Can you imagine Franklin as, say, a fussbudget like Lucy? Or a thumb-sucking, security-blanket hugger like Linus? Or an idle dancer and dreamer like Snoopy? Or a walking dust storm like Pig Pen? Mercy. Self-declared image police would call for a boycott. If Schulz's instincts told him his audience was not ready for a black child with the same complications his other characters endured, he probably was right."
Excerpt from an interview by Michael Barrier (via)
BARRIER: Have there been occasions when United Features has sent back a strip, or said, "We're really worried about this one?"
SCHULZ: Yeah. There were only two occasions. One was a long time ago; Linus's blanket suddenly took on a life [of its own] and began to attack Lucy. Larry Rutman called; this scared him to death. He thought for sure that it would frighten children, that the blanket doing this would frighten the child reader. Which was ridiculous, when you think of the things that they see in other places.

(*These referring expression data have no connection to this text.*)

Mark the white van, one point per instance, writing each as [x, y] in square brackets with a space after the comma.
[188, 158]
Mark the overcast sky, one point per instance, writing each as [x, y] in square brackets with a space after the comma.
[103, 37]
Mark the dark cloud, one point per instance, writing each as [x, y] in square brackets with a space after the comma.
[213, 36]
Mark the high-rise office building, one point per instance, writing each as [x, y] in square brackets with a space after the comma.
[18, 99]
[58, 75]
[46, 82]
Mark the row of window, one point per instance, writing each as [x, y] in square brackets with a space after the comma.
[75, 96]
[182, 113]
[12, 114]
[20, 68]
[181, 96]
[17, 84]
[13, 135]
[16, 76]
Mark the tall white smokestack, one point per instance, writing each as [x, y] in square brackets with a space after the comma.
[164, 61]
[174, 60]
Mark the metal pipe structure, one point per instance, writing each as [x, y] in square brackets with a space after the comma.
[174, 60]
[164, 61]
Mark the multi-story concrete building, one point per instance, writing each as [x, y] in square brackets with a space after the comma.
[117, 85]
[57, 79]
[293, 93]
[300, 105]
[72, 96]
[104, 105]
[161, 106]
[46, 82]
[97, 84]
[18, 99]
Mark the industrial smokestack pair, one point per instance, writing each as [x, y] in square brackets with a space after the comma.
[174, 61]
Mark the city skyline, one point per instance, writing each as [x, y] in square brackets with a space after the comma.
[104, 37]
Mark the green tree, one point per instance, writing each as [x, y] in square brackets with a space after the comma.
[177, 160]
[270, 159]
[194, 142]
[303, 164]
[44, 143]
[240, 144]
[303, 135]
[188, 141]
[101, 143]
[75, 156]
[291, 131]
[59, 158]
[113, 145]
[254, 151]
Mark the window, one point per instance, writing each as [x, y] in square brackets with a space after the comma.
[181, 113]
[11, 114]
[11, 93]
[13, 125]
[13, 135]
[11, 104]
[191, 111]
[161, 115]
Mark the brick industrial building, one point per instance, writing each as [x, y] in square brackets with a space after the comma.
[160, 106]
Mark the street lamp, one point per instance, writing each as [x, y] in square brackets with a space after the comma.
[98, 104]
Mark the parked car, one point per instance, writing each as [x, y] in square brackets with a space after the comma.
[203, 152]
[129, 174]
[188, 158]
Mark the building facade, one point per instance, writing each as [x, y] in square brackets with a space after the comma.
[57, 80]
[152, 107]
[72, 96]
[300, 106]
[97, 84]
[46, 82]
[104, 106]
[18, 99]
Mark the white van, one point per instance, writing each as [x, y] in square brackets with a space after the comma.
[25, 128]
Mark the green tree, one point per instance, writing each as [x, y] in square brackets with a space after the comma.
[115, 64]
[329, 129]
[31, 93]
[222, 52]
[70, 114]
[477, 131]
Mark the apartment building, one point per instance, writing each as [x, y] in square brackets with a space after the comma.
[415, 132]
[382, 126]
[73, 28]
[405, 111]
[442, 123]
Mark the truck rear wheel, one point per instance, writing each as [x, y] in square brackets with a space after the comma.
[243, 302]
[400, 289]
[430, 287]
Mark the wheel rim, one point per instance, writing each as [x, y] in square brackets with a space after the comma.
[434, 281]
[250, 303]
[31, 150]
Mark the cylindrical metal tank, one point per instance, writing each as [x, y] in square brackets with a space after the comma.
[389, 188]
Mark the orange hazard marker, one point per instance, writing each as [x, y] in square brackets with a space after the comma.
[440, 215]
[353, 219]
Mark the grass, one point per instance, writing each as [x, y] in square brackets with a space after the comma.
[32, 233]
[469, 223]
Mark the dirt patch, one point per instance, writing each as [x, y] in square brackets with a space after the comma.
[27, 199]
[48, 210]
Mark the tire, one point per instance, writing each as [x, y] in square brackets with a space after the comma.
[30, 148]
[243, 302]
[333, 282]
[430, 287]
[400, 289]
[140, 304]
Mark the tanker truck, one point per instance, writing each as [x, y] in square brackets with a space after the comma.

I remember I finished up the little series and let it go at that. Later on, when Franklin was introduced into the strip, the little black kid - I could have put him in long before that, but for other reasons, I didn't. I didn't want to intrude upon the work of others, so I held off on that. But I finally put Franklin in, and there was one strip where Charlie Brown and Franklin had been playing on the beach, and Franklin said, "Well, it's been nice being with you, come on over to my house some time." Again, they didn't like that. Another editor protested once when Franklin was sitting in the same row of school desks with Peppermint Patty, and said, "We have enough trouble here in the South without you showing the kids together in school." But I never paid any attention to those things, and I remember telling Larry (comment: Larry Rutman, president of the United Features syndicate)
at the time about Franklin—he wanted me to change it, and we talked about it for a long while on the phone, and I finally sighed and said, "Well, Larry, let's put it this way: Either you print it just the way I draw it or I quit. How's that?" So that's the way that ended. But I've never done much with Franklin, because I don't do race things. I'm not an expert on race, I don't know what it's like to grow up as a little black boy, and I don't think you should draw things unless you really understand them, unless you're just out to stir things up or to try to teach people different things. I'm not in this business to instruct; I'm just in it to be funny. Now and then I may instruct a few things, but I'm not out to grind a lot of axes. Let somebody else do it who's an expert on that, not me.